Es lo que trataré de hacer en este espacio los siguientes días, mientras dura el aura vacacional del año que acaba de irse en medio de la fiesta, sin sentirlo, como se va la fiesta de la vida.

He venido a pasar el fin de año a Chetumal, como todos los años desde que murió mi madre, al apacible ritmo de una caravana familiar de hermanos, hijos, nietos, cuñados, cuñadas, sobrinos, yernos, nueras, y un trío de amigos tan viejos como la familia.

Fuimos como 30 esta vez. Tomamos por asalto la mitad de las habitaciones de un hotel llamado Noor, el único de la ciudad que mira al mar y que nosotros escogemos por eso, y porque está en una parte de la ciudad que recuerda o repite el pequeño pueblo de nuestra infancia.

Cuando lo arrasó el ciclón Janet, en 1955, aquel pueblo de madera tenía ocho cuadras por lado y ocho mil habitantes.

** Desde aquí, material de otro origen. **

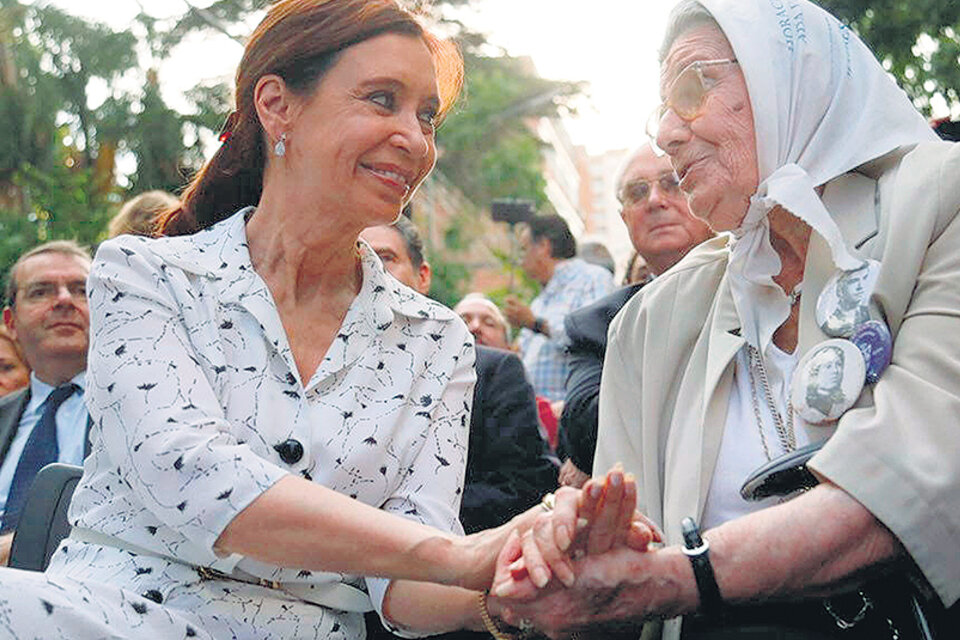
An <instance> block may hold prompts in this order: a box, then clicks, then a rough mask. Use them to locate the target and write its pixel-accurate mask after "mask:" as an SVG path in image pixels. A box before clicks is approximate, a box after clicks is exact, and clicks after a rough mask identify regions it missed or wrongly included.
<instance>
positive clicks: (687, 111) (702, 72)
mask: <svg viewBox="0 0 960 640" xmlns="http://www.w3.org/2000/svg"><path fill="white" fill-rule="evenodd" d="M731 64H737V60H736V58H729V59H724V60H697V61H696V62H694V63H692V64H690V65H688V66H687V67H686V68H685V69H684V70H683V71H681V72H680V74H679V75H678V76H677V77H676V78H675V79H674V81H673V83H672V84H671V85H670V88H669V89H668V90H667V95H666V98H665V99H664V101H663V103H662V104H661V105H660V106H658V107H657V108H656V109H654V111H653V113H651V114H650V118H649V119H648V120H647V135H648V136H650V139H651V140H653V141H656V139H657V134H658V133H659V132H660V123H661V122H663V118H664V116H665V115H667V112H668V111H673V112H674V113H675V114H677V117H679V118H680V119H681V120H683V121H685V122H690V121H691V120H695V119H696V118H697V117H699V116H700V113H701V111H702V110H703V102H704V99H705V98H706V96H707V92H709V91H710V90H711V89H712V88H713V87H714V86H715V85H716V84H717V78H712V77H710V76H708V75H706V74H704V72H703V70H704V69H709V68H712V67H722V66H726V65H731Z"/></svg>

Lo rodeaban la selva y el chirriar de los grillos por las noches, a veces el rugido de los animales del monte y el bramido de los monos saraguatos.

Ni la selva ni los grillos ni los monos parecen reales o cercanos en la extensa ciudad de Chetumal de nuestros días, con sus 250 mil habitantes.

El único animal irrefutable de nuestras noches chetumalenses es un gallo alrevesado que empieza a cantar no cuando se anuncia el alba, sino cuando cae la noche.

Canta desde un patio cercano al Noor, el de la cantina canónica del lugar, llamada Mar Caribe, una palapa con piso de cemento y techo de palma, de cuyas trabes de madera cruda penden perezosos ventiladores.

En el patio incivil de la cantina, acechado por yerbas y ortigas, reina el gallo grande y nervioso, con su cresta de rey viejo, su ancho cuello de plumas blancas y el pecho petulante y colorado.

Sabe todo del insomnio ese gallo, extraño especialista de desvelos en una ciudad donde si algo memorable pude hacer este fin de año fue dormir nuevamente como un niño.